In north Lebanon where protesters continued blocking roads using burning tires in several areas of Tripoli, one sheikh was killed when gunmen exchanged fire in the Abi Samra neighborhood.
Separately, exchanges of gunfire took place between the rival neighborhoods of Jabal Mohsen and Bab al-Tabbaneh in Tripoli and gunmen opened fire in the air in other neighborhoods of the city.
In the southern coastal city of Sidon, protesters burned tires to block the entrance to Nejmeh Square as members of the Future Movement covered the roundabout with black cloth in a sign of mourning over the death of Hasan, who headed the police’s Information Branch.
On Friday, a massive car bomb exploded near the bustling Sassine Square in the Beirut neighborhood of Ashrafieh, killing at least five people, including Hasan, and wounding 110 others.
The explosion, the most serious in four years, fueled fears of a return to the wave of political assassinations that rattled Lebanon between 2005 and 2008.
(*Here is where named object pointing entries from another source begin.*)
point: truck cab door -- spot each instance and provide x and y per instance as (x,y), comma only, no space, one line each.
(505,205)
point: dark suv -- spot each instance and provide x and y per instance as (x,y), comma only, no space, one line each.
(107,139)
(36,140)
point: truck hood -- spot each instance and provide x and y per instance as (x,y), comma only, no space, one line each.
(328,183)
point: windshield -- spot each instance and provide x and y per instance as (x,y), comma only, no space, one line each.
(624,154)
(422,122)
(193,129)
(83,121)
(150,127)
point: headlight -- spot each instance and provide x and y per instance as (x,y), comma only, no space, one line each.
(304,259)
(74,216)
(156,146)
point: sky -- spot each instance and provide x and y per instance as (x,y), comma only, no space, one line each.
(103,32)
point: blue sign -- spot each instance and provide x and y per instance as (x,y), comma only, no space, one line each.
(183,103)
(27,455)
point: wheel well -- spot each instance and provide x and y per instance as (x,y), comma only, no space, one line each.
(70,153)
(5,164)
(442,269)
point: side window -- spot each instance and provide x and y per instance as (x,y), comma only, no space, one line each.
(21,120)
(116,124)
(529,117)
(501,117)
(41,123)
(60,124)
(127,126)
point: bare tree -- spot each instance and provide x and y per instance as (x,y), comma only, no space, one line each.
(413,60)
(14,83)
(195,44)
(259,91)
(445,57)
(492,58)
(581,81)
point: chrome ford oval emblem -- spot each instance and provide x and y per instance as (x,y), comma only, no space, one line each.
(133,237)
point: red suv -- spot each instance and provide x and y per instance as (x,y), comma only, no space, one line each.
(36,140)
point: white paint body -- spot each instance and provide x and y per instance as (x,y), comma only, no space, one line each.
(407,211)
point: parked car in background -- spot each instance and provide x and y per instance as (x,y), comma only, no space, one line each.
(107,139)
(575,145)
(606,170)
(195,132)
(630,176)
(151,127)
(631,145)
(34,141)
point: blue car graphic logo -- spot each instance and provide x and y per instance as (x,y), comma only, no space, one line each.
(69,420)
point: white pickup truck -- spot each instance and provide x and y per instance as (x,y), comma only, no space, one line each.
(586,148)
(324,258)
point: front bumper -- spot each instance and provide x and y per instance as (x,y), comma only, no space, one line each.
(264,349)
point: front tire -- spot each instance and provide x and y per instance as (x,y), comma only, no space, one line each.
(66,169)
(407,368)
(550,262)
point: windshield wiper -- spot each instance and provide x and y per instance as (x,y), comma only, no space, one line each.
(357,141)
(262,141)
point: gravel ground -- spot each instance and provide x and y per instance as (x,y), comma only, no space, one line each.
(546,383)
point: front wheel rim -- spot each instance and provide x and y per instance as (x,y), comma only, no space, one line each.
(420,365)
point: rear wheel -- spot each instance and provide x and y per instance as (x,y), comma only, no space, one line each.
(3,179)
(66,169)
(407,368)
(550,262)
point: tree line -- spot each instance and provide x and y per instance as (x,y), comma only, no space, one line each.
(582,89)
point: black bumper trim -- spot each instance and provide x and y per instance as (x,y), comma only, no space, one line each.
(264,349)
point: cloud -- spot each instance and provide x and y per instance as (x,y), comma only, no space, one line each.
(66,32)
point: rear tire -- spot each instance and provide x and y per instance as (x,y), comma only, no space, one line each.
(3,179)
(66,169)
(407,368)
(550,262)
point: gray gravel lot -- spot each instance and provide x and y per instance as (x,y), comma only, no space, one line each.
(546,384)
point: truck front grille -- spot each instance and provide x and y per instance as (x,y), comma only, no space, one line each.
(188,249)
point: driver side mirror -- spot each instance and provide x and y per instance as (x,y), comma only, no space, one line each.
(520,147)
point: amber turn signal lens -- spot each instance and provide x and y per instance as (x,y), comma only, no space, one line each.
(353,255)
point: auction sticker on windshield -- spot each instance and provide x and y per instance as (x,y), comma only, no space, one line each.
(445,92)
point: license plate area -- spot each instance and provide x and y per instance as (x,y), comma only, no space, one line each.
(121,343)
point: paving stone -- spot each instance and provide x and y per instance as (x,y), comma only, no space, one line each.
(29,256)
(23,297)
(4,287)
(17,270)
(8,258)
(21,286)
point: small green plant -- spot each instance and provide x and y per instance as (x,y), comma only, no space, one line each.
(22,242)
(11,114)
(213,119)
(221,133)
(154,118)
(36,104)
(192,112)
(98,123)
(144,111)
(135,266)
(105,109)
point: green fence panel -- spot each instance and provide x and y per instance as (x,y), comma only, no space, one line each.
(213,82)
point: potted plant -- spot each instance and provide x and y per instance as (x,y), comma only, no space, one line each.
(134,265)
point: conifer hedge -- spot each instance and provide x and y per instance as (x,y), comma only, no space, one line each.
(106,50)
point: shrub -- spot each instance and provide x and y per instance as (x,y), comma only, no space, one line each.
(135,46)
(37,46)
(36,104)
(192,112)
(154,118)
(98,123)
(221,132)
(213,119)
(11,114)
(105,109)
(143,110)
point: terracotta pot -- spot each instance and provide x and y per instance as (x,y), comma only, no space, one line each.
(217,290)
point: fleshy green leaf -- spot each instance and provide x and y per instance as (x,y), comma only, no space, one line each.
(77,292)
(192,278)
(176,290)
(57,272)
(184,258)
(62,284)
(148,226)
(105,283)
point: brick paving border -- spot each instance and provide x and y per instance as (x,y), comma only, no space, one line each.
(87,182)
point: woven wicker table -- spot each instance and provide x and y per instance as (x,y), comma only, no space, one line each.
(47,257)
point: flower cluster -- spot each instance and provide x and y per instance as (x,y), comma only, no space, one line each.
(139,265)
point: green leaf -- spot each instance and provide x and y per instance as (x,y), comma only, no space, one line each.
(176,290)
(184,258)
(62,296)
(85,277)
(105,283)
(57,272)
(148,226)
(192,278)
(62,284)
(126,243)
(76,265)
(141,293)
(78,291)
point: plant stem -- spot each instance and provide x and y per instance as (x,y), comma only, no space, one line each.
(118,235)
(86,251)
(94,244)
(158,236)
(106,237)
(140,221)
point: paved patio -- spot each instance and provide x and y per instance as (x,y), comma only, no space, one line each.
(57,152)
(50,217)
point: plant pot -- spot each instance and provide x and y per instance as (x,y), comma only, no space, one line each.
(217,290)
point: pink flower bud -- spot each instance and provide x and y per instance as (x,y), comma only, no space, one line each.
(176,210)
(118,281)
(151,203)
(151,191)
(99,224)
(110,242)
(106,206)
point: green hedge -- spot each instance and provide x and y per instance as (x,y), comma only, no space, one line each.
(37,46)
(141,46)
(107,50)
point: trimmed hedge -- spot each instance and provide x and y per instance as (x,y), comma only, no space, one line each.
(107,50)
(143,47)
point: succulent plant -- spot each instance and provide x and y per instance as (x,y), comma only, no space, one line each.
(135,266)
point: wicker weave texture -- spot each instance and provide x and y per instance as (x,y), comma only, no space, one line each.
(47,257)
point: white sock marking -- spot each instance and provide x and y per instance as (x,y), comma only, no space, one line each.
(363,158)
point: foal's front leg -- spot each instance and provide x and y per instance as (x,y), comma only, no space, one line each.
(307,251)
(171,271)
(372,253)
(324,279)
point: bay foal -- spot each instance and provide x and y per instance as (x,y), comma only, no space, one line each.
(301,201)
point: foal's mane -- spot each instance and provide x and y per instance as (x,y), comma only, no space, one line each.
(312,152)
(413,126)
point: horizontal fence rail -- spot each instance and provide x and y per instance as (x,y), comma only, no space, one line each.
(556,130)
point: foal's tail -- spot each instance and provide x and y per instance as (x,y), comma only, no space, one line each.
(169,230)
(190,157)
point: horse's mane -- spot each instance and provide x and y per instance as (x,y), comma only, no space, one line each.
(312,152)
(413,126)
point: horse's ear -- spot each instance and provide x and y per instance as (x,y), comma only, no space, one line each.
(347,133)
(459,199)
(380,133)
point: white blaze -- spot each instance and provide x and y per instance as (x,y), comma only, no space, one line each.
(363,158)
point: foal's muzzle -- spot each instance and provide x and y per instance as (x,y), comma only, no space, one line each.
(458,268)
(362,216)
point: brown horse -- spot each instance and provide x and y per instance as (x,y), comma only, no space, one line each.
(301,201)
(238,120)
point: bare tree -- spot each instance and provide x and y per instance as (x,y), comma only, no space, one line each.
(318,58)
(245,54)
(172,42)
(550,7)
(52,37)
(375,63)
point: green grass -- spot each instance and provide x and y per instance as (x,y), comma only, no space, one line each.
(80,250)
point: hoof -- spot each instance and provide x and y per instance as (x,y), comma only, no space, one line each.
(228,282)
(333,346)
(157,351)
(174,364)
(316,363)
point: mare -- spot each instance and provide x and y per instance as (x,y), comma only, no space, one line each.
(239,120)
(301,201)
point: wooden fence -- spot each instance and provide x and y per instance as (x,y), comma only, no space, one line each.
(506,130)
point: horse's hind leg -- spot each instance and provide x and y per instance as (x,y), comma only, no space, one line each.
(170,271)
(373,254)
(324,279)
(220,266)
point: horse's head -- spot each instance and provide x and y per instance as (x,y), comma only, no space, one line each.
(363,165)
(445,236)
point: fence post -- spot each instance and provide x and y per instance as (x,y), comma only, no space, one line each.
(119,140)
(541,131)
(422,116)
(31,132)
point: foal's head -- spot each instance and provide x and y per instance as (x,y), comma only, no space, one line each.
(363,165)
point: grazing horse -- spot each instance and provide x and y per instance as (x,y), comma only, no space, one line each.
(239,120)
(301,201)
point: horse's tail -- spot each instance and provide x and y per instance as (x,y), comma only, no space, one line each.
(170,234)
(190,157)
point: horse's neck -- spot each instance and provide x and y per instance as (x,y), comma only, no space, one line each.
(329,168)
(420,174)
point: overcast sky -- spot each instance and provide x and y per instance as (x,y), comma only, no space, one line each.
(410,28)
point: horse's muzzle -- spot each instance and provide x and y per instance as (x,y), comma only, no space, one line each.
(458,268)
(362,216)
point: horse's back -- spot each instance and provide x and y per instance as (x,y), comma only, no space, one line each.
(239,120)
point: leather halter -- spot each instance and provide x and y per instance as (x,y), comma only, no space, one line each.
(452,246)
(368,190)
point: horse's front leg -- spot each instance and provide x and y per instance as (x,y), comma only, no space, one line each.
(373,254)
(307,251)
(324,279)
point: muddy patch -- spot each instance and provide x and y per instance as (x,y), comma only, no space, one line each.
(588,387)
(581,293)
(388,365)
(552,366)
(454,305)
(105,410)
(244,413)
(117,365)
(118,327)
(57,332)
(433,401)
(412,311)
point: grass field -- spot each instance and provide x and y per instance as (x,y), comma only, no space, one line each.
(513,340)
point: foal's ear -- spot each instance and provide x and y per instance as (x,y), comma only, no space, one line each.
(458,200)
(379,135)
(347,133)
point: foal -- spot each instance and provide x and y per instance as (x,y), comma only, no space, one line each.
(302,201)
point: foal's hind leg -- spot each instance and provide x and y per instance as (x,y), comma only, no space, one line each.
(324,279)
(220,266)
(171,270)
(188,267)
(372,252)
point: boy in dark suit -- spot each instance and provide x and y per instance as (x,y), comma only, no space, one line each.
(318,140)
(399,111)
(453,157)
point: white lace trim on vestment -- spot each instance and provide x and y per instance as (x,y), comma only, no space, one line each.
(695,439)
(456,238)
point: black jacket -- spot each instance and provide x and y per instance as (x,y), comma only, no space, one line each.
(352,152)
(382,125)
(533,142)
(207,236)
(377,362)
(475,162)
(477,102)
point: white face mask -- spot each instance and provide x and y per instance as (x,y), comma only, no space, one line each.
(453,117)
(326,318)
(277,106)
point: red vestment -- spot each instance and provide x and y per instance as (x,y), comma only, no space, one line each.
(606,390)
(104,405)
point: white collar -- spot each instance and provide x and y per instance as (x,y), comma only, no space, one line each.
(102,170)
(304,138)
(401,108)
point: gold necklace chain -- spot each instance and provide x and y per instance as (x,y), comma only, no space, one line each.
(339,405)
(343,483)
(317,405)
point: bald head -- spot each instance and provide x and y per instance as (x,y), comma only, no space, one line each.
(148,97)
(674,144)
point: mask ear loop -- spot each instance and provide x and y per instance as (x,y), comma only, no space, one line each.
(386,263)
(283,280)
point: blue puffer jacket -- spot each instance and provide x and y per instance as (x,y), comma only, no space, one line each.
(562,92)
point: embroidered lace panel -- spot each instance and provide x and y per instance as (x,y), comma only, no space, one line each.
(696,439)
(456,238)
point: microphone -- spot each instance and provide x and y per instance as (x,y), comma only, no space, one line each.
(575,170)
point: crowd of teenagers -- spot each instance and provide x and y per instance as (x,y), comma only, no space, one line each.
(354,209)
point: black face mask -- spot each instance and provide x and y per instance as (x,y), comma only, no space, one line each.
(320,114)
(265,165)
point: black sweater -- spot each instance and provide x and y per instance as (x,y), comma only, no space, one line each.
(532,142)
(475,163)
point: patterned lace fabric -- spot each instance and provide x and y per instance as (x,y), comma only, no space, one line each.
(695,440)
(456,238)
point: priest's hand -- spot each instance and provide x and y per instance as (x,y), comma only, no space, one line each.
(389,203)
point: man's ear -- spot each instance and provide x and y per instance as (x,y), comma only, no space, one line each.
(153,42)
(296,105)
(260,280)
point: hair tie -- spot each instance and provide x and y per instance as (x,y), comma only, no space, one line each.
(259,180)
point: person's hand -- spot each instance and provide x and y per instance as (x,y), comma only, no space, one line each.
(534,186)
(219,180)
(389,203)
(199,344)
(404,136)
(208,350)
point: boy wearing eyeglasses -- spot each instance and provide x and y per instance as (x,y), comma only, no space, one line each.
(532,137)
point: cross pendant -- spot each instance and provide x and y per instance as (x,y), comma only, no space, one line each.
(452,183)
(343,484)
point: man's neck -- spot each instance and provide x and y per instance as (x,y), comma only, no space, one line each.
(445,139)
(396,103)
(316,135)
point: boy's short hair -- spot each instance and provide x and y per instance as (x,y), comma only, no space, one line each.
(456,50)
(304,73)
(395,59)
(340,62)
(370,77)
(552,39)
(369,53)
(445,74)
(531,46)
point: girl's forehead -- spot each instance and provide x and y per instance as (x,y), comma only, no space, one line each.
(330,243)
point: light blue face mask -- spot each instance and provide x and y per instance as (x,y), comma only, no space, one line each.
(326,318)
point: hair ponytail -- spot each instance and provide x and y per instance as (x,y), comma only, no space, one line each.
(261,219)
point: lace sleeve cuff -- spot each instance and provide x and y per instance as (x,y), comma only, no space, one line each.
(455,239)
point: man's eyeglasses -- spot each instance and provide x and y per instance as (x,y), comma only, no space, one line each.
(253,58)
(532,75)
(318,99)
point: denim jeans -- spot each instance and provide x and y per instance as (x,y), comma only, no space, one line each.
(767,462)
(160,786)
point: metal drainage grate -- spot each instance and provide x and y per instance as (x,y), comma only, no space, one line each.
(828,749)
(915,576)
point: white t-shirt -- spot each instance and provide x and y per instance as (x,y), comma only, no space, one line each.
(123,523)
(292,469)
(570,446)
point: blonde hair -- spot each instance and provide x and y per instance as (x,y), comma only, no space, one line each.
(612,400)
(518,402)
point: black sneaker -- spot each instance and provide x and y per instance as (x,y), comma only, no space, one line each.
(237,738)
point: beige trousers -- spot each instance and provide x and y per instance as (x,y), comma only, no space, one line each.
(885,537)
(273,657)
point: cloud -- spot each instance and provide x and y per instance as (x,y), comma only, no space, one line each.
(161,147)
Lebanese soldiers have been deployed around Sidon as schools and businesses closed in compliance with a call by the Future Movement to do so as well as the government’s designating of Saturday as a day of mourning.
In the capital Beirut, roads were blocked in several areas including the street connecting Cornish Mazaraa and Tariq al-Jadidah to Downtown Beirut and the road near the Camille Chamoun National Stadium.
The protests took off hours after news of Hasan’s killing Friday.